Time and longitudinal data in summarization and other NLP tasks
Kursbeschreibung
Studiengang | Modulkürzel | Leistungs- bewertung |
---|---|---|
BA-2010 | AS-FL | 8 LP |
Master | SS-CL, SS-TAC | 8 LP |
Dozenten/-innen | Katja Markert |
Veranstaltungsart | Hauptseminar |
Erster Termin | 27.04.2017 |
Zeit und Ort | Do. 11:15–12:45 INF 325 SR 24 |
Commitment-Frist: | 19.06.17 bis 12.07.17 |
Teilnahmevoraussetzungen
Das Seminar wendet sich an fortgeschrittene Bachelor sowie Master-Studierende. Unterrichtssprache ist meist Deutsch, auch wenn nachfolgender Kommentar auf Englisch geschrieben ist.
Leistungsnachweis
- Aktive Teilnahme sowie Lektürevorbereitung
- Referat
- Projekt, Hausarbeit oder Zweitreferat (je nach Interesse und Auslastung). Projekte in Zweiergruppen möglich.
Inhalt
This seminar will look at dealing with textual data that arises over a longer stretch of time. In particular, we will focus on current research on the following topics (with more specific choices to be made following student interests):- Timeline and real-time summarization: The continuous stream of news as well as social media data offers new challenges in both (offline) multi-document summarization and (online) alerting of users to important breaking news. We will look at approaches to summarising longer-running events into timelines (e.g. to give a concise, dated overview over a long-running civil war). In addition, the TREC competitions on topic detection and topic tracking as well as on real-time summarization are addressing the slightly different problem of updating a user about an ongoing event in a timely manner and with low redundancy, especially important in a crisis (see http://www.trec-ts.org/ and http://trecrts.github.io/). Another related task is automated Wikipedia enhancement by the inclusion of novel events. Of particular interests for these topics is the performance of algorithms on dynamic corpora, the questions of relevance and redundancy, as well as appropriate evaluation frameworks.
- Temporal information retrieval: Temporal information retrieval is a vast field. We will in this seminar focus only on the understanding and classification of temporal queries as well as on models for improving search diversity with regard to time. One (small) impression of the problems is given by the recent Temporalia task at http://ntcirtemporalia.github.io.

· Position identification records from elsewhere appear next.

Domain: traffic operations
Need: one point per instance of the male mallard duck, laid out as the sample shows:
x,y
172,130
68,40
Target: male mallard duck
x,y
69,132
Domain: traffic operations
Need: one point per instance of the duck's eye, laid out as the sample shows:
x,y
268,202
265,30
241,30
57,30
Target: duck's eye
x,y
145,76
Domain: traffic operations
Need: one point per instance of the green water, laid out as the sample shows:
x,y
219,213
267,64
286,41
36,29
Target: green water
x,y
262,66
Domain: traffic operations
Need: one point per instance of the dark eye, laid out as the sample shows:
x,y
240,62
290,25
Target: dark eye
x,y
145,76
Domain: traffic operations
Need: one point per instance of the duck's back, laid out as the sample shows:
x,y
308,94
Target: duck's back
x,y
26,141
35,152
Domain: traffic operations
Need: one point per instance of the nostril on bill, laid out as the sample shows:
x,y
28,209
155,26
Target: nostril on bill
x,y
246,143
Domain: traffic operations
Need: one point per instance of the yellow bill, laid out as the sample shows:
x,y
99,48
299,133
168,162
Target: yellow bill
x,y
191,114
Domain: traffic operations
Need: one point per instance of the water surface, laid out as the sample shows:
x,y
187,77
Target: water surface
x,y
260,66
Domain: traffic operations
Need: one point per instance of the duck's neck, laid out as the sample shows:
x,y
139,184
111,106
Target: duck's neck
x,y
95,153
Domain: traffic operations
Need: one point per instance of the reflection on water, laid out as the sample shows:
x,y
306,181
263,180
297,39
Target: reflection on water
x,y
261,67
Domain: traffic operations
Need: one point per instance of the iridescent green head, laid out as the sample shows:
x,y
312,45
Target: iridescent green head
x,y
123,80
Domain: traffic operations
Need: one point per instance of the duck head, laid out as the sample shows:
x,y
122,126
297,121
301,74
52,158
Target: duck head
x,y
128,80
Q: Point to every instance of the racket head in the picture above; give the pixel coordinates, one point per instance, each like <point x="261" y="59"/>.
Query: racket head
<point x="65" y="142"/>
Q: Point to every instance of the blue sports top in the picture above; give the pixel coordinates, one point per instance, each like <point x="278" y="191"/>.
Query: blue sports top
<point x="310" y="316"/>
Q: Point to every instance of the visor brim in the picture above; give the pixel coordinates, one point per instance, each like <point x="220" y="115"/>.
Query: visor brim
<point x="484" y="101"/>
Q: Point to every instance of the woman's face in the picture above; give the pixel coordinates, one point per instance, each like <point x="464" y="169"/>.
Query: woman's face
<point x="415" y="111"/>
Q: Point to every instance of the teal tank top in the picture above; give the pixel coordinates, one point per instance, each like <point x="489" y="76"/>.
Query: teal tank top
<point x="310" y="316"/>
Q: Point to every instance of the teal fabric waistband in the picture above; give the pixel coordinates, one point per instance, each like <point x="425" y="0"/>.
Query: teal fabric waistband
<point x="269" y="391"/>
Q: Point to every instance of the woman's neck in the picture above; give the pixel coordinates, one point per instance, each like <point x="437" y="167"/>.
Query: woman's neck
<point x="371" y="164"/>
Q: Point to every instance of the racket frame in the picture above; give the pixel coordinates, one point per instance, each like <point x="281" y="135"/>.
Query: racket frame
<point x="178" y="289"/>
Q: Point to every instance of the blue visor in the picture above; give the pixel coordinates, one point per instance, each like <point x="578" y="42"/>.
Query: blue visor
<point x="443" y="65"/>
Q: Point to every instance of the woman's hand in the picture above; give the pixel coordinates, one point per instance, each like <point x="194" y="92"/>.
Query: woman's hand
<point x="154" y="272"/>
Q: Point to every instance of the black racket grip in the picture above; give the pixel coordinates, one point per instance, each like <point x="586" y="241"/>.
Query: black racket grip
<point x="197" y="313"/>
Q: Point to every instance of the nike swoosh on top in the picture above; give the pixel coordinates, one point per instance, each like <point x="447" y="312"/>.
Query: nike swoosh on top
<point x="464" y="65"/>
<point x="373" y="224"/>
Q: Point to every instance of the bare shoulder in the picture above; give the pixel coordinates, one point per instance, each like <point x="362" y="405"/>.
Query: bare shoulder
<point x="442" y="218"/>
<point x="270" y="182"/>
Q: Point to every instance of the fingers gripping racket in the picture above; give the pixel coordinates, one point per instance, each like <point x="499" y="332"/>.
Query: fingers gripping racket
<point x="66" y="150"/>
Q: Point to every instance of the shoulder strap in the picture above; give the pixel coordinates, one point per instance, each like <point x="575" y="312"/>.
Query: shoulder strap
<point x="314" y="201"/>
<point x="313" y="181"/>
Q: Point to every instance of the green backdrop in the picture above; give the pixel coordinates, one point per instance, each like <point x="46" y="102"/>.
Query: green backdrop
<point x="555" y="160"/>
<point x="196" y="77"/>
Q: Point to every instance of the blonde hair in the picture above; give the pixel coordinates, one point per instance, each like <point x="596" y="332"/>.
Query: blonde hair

[That means we will, for example, ignore temporal markup languages, the curating of web archives, visualisation of temporal information etc.] - The effect of longitudinal data in other NLP tasks (IE, lexica etc:): Whereas there is a long-standing interest in NLP in domain adaptation, there are fewer papers on the necessity of temporal adaptation (for example, between working on 1950s news documents and current ones). We can consider, for example, papers on the effect of time on entity linking and disambiguation (such as "Clinton" having a prior for "Bill" in the 90s and for "Hilary" now). This is especially relevant for social media data where entity priors are both seasonal and bursty. Another option is lexicon development (for example, connotation shifts over time).
- Note that we will NOT discuss the representation of time or temporal annotation in the sense of TempEval or TIMEX. These topics will be discussed in Michael Herweg's seminar. Instead we will focus on applications that need to take into account data that arises over longer time periods.
Kursübersicht
Seminarplan
Datum | Sitzung | Materialien |
Literatur
Literatur in Artikelform wird zu Semesterbeginn bekanntgegeben und ist zumeist frei online erhältlich.